Published by AFP on news.com.au
WIDE receiver Dez Bryant tweeted his dismay Friday as an injury derailed his return to the NFL in just his second practice with the New Orleans Saints.
NFL Network reported the Saints feared Bryant suffered a torn Achilles tendon that would prevent him taking the field for them this season.
To make matters worse, the injury came on the very final play of the practice session for the star receiver.
Bryant didn’t confirm the nature of his injury, but indicated it was something serious.
“Things was just starting to heat up for me,” he tweeted. “I won’t question the man upstairs … this is the ultimate test Thank you everyone for the prayers.”

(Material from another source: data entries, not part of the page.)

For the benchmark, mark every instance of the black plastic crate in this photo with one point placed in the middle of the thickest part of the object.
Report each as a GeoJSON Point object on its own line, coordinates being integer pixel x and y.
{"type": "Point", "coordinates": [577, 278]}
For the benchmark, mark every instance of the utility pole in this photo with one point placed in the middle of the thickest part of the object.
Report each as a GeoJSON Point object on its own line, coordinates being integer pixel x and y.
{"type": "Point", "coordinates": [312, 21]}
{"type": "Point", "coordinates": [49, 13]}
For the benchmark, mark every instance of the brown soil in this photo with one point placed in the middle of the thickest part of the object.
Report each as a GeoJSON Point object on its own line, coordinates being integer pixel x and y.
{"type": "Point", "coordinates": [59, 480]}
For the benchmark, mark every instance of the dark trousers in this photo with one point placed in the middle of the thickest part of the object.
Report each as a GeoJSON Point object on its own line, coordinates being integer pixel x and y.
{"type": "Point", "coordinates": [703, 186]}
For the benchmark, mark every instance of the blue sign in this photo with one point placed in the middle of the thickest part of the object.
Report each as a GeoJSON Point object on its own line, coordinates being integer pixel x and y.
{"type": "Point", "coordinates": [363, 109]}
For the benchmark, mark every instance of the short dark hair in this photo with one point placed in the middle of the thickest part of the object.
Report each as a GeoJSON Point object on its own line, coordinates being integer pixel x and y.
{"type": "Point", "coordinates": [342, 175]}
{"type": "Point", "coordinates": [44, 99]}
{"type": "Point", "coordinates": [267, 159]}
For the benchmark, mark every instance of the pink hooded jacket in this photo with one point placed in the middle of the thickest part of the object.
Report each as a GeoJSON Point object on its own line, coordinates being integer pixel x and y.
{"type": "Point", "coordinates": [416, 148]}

The only initial comment from the Saints was a listing on their Friday injury report, which showed Bryant as “questionable” for Sunday’s game against Cincinnati with an ankle injury.

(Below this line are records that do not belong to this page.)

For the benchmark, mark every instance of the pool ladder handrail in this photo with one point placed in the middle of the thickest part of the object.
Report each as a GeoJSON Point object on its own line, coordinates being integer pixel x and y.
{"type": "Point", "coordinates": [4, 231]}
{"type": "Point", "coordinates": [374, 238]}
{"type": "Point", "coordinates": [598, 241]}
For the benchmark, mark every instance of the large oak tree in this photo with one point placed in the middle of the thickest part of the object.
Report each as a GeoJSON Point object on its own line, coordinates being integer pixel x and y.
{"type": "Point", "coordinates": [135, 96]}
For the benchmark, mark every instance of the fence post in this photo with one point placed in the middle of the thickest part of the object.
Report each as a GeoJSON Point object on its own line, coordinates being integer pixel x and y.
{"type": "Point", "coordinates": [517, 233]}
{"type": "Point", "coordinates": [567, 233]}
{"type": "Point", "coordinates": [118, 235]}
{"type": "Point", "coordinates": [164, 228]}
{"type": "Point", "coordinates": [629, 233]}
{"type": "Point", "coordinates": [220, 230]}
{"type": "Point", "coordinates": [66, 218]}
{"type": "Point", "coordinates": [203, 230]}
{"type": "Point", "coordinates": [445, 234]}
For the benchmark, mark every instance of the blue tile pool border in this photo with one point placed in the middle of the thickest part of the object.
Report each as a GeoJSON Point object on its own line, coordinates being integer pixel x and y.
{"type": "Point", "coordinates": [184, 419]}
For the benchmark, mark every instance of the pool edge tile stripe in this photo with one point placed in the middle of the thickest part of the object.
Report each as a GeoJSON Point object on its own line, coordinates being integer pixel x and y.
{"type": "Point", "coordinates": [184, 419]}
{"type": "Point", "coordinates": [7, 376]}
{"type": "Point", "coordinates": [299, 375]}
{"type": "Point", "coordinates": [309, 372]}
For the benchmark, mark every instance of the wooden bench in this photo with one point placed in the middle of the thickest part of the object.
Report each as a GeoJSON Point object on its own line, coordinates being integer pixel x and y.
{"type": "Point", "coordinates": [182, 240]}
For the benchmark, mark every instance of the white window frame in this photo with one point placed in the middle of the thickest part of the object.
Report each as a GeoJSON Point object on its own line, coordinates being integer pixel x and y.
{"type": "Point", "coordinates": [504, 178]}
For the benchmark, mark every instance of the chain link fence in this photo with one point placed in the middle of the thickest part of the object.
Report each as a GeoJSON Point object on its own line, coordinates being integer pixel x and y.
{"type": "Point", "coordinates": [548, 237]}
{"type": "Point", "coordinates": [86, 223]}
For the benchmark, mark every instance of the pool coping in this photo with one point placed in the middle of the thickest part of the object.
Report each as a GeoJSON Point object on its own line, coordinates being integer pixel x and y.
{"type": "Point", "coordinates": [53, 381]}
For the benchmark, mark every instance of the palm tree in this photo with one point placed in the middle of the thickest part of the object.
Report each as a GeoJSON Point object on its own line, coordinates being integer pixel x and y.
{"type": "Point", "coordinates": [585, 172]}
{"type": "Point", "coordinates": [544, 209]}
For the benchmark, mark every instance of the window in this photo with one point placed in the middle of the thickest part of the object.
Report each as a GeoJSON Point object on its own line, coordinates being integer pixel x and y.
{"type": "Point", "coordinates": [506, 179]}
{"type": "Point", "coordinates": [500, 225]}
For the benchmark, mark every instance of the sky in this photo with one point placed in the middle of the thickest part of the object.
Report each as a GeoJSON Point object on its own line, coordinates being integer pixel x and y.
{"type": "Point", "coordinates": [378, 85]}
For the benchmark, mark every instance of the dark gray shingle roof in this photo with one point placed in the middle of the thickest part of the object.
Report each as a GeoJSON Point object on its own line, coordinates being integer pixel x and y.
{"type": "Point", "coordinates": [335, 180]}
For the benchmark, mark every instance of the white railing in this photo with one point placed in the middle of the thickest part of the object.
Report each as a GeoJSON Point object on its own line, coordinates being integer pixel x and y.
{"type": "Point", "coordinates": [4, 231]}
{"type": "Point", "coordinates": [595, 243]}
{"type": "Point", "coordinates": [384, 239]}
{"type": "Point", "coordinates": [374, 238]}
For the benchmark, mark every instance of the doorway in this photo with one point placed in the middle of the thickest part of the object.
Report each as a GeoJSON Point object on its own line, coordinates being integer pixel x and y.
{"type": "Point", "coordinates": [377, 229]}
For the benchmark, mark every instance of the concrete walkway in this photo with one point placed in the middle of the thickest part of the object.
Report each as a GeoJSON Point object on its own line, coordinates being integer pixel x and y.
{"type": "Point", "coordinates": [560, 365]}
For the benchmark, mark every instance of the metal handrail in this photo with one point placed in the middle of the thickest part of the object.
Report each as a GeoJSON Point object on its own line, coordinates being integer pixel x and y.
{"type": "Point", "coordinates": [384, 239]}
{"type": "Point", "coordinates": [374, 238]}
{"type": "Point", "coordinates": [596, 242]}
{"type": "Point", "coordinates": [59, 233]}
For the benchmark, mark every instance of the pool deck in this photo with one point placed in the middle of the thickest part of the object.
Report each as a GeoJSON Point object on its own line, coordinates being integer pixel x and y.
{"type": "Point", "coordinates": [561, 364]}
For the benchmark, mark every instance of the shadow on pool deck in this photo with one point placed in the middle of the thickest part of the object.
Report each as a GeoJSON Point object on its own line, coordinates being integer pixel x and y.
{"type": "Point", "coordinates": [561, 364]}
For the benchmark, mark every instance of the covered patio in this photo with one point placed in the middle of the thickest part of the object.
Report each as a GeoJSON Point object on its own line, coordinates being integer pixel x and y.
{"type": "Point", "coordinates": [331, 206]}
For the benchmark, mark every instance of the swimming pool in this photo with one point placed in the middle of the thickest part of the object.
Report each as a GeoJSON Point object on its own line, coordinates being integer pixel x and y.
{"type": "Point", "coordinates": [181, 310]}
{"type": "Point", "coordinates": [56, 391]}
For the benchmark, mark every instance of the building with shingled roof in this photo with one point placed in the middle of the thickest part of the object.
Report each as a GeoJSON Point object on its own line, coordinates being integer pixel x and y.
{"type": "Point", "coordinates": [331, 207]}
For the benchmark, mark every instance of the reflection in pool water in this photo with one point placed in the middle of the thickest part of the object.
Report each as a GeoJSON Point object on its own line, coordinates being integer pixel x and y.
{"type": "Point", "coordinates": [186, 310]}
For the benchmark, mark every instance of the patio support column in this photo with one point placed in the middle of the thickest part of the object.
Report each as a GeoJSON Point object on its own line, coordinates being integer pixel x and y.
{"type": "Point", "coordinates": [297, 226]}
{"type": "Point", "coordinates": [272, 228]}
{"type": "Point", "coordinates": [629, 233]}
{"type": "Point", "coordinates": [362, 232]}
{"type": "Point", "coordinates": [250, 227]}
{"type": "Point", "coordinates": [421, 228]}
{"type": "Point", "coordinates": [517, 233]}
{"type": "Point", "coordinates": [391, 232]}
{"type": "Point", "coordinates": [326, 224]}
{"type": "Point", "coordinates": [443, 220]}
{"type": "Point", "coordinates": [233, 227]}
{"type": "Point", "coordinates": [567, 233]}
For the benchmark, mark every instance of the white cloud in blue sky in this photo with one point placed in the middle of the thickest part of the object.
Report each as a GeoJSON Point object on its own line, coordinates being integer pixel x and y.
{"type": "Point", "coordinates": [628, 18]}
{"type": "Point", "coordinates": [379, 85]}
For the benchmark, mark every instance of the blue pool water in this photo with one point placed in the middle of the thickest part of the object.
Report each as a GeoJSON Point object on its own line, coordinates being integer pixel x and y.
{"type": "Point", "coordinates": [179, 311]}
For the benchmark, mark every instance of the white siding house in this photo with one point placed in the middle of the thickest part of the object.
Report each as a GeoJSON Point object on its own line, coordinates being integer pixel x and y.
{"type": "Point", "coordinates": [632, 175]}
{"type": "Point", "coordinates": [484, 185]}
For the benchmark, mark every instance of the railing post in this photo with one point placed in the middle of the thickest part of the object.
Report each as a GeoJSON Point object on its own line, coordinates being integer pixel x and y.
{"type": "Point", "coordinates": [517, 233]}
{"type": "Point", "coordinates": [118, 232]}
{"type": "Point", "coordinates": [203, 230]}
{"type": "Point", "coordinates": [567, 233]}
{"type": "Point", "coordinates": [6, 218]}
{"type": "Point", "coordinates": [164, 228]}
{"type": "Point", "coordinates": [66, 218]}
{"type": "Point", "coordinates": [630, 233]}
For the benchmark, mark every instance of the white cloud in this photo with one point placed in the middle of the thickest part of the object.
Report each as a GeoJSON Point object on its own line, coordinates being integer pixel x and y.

But NFL Network reported Bryant had to be helped off the field after he was hurt running a routine route and was undergoing an MRI
Bryant, a former star receiver with the Dallas Cowboys, inked the one-year contract with the Saints on Thursday. The 30-year-old hasn’t played an NFL game since January 1 when the Cowboys finished the 2017 season against the Philadelphia Eagles.
Dallas released Bryant on April 13, a split the player called “personal” and not his choice.
On Thursday he was all smiles in photos posted on Twitter at the prospect of playing in a Saints offence with prolific quarterback Drew Brees, who this year overtook Peyton Manning at the top of the NFL’s all-time passing yardage standings.
The Saints currently sit second in the National Football Conference and are riding a seven-game win streak, there last win came against the previously undefeated Los Angeles Rams.
Adding Bryant to their high-powered offence would’ve taken them to a whole new level and made them a clear favourite to not only reach the Super Bowl, but claim the title.
Players from around the NFL couldn’t quite believe the news and tweeted their support for the player who routinely tore shreds through opposing defences.